This post is primarily written for my queer/trans/POC community, as well as allies actively engaged in anti-oppression work. And the context of this article is the assumption that people you are talking with, or in connection to, are allies - this is not about talking to Trump supporters, or people who aren't working to be allies. Please share widely as you see fit.
Some of us were shocked, and some of us were not shocked by this election, and the events afterwards. For some of us, there is a new load of fear over the one we've been carrying for most or all of our lives. A lot of us are really scared, not knowing whether the casual interaction at the bus station, or the street is going to be harassment or worse. We've been scared for a long time of police, but now we're scared of everyone who is white or straight, or cis, or all of those things. And we're angry - with righteous anger for all of what has happened, and is still happening, and, perhaps, also what we know will happen. And there is deep sadness, too, for all of the suffering. All of this is understandable, and OK - that is, we should not feel bad to have these feelings, or to express them to others.

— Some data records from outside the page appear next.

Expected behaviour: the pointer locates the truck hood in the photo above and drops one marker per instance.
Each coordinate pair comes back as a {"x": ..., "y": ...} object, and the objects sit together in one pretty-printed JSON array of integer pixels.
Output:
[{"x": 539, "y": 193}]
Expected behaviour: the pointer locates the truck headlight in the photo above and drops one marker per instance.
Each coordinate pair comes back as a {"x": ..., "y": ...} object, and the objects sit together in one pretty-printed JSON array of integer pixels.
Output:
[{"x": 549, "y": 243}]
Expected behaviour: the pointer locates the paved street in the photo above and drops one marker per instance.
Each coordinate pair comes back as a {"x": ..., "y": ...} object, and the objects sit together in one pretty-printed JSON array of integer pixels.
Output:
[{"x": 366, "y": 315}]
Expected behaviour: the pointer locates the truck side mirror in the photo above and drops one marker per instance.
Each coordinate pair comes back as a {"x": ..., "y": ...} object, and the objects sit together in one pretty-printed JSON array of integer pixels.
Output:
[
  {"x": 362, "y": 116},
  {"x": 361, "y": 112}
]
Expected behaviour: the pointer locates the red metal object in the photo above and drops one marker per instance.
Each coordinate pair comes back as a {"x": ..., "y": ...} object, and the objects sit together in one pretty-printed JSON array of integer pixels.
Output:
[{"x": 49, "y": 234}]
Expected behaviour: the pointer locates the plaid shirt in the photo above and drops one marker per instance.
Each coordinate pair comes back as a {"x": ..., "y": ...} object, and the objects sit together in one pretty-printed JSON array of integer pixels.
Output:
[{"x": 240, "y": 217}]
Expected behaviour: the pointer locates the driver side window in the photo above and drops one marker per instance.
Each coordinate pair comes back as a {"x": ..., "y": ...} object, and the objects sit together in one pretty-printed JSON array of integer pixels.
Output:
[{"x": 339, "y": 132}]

Over the past few days, there has been a raging conversation (and in some places, argument) about whether or not it's right for allies to wear safety pins. And I have noticed patterns of communication that have meant that people stay mired, instead of being able to move forward in solidarity. The sheer fact that we have been spending several days on this should suggest to us that there is a problem.
One of the things I spend a lot of time doing is teaching queer women how to have happy relationships. And one of the things I see over and over again is that how we act in unhealthy ways in relationships are exactly the same as how we act in unhealthy ways in communities - except that in communities the damage is magnified. And from my perspective, there are things to learn here. So I'm going to outline four principles for healthy community communication - principles that will help us move forward. If we don't practice these principles, we and our allies will remain mired and paralyzed.
These principles are based on science, and on what we know about how people can successfully relate to one another. These are also informed by Buddhist principles.
First, don't speak or act when you are triggered. There is real science here. When we are triggered, a part of our brain called the Amygdala is activated. And when it is activated, a process called "Amygdala Hijack" happens, and it literally hijacks signals that are going to your pre-frontal cortex - your smart brain. You literally cannot think, even when you think you are thinking. Remember the litany from Dune, that starts with "Fear is the mind killer." It is, literally.
So often in activist communities and conversations, we're triggered, and speaking and acting from that triggered place. In relationships, this means fights, or processing that gets nowhere, and resolves nothing. You know what this means in conversations in community and activist circles.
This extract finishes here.